Kitobni o'qish: «Köroğlu ile Kel Hamza»
Yıllar önce Azerbaycan’da, namına Köroğlu denilen yiğit ve civanmert bir adam yaşardı. Köroğlu adıyla yiğitlikleri bilinmeden önce, gerçek adı Ruşen idi. Ruşen’in babası da Ali Kişi namıyla tanınırdı. Ali, Hasan Han’ın seyisi ve yılkı atlarının bakıcısı, eğiticisiydi.
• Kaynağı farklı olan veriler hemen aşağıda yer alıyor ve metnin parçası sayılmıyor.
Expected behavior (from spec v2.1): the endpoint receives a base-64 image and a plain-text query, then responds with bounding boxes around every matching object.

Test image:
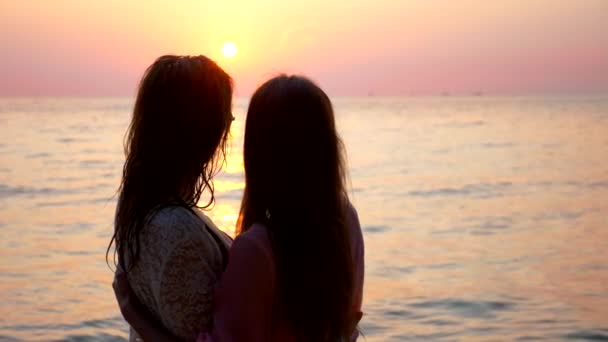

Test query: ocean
[0,96,608,342]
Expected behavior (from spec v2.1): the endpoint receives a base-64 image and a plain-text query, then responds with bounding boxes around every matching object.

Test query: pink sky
[0,0,608,96]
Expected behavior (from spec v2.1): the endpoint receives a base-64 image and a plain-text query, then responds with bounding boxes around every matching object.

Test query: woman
[117,76,364,342]
[108,56,233,340]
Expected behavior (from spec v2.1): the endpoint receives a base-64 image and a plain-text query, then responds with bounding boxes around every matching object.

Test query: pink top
[198,205,364,342]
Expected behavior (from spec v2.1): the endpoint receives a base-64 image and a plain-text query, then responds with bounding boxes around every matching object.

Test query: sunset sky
[0,0,608,96]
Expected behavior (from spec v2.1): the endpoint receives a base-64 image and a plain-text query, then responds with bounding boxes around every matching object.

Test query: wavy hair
[237,75,355,341]
[106,55,233,271]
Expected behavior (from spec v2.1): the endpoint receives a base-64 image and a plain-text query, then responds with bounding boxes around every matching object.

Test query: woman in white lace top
[108,56,233,340]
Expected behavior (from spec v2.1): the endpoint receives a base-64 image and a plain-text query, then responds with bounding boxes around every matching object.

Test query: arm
[157,240,218,340]
[112,269,175,342]
[208,230,275,342]
[347,203,365,341]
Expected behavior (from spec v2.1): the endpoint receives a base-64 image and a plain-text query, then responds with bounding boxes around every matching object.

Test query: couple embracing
[111,56,364,342]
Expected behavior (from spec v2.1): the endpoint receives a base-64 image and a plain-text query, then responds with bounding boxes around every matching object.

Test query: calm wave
[0,97,608,341]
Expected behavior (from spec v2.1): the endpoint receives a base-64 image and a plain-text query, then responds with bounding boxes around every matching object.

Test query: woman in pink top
[117,76,363,342]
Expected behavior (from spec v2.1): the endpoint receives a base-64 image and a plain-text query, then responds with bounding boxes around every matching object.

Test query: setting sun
[222,42,239,58]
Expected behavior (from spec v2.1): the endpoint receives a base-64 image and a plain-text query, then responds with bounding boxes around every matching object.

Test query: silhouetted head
[113,56,232,265]
[237,76,354,341]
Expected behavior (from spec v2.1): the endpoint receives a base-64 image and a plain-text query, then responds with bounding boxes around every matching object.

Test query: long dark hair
[237,75,354,341]
[106,56,232,270]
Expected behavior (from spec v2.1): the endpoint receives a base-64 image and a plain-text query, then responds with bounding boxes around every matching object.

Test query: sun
[222,41,239,58]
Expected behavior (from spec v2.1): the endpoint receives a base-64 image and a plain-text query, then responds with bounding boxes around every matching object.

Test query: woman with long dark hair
[115,76,364,342]
[108,56,233,339]
[211,76,363,341]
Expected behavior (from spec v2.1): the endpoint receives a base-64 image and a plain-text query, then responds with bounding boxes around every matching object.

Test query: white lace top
[128,207,231,341]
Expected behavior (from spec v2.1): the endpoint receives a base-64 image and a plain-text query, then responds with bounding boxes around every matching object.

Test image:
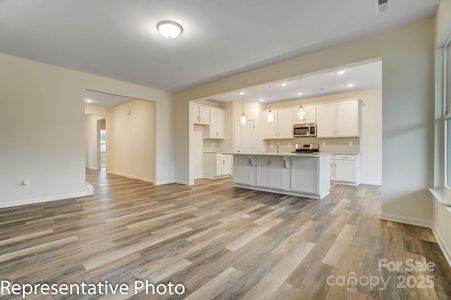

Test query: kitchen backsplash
[265,138,359,153]
[203,140,219,152]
At yetiştiriciliği ve bakımı konusunda eşi benzeri bulunmaz bir adamdı, herhangi bir atın nasıl bir huyu suyu olduğunu anlaması için ona bir kere bakması kâfiydi.
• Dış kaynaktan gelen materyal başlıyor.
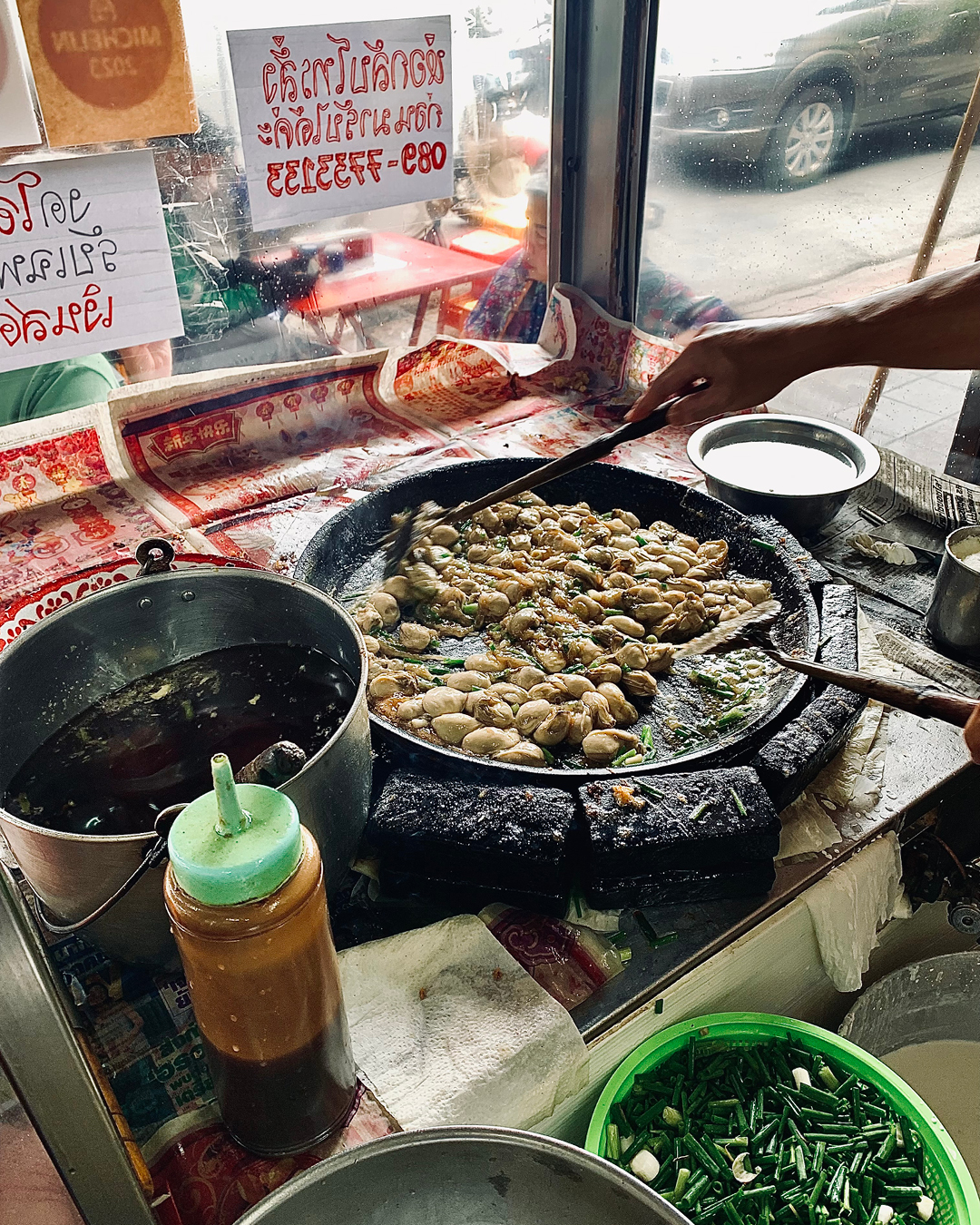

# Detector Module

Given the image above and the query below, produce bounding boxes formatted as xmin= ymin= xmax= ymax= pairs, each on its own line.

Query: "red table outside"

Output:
xmin=293 ymin=234 xmax=497 ymax=348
Hasan Han, oldukça zengin ama zalim hanlardan bir tanesiydi. Diğer hanlar ve emirler gibi, Hasan Han’ın da sürü sürü uşakları ve askerleri vardı, aklına ne eserse onu yapacak kudretteydi. Dilediğince adam öldürür, insanların topraklarına haksız yere el koyar, köylülerden ve esnaftan keyfî ve ölçüsüz haraç toplar, salma salar, özgürlük ve hürriyet isteyen yiğitleri zindanlara atar, onlara işkence yapardı. Kimse hoşlanmazdı bu adamdan. Onu sevip sayanlar yalnız büyük tüccarlar, bölgenin ileri gelen soyluları ve mal mülk sahipleriydi. Bunlar, hep birlikte halkın malını talan edip yağmalar, kendi işlerinde çalışmaya zorlardı. Sürekli eğlence ve işret meclisleri toplayıp eğlenir, suyu ve havası güzel yerlerde kendileri için saraylar yaptırır, lakin halkın hangi şartlarda yaşadığıyla hiçbir vakit ilgilenmezlerdi. Köylüyle çiftçiyi sadece bir kez hatırlarlardı, o da halkın sırtındaki vergileri artıracakları vakit.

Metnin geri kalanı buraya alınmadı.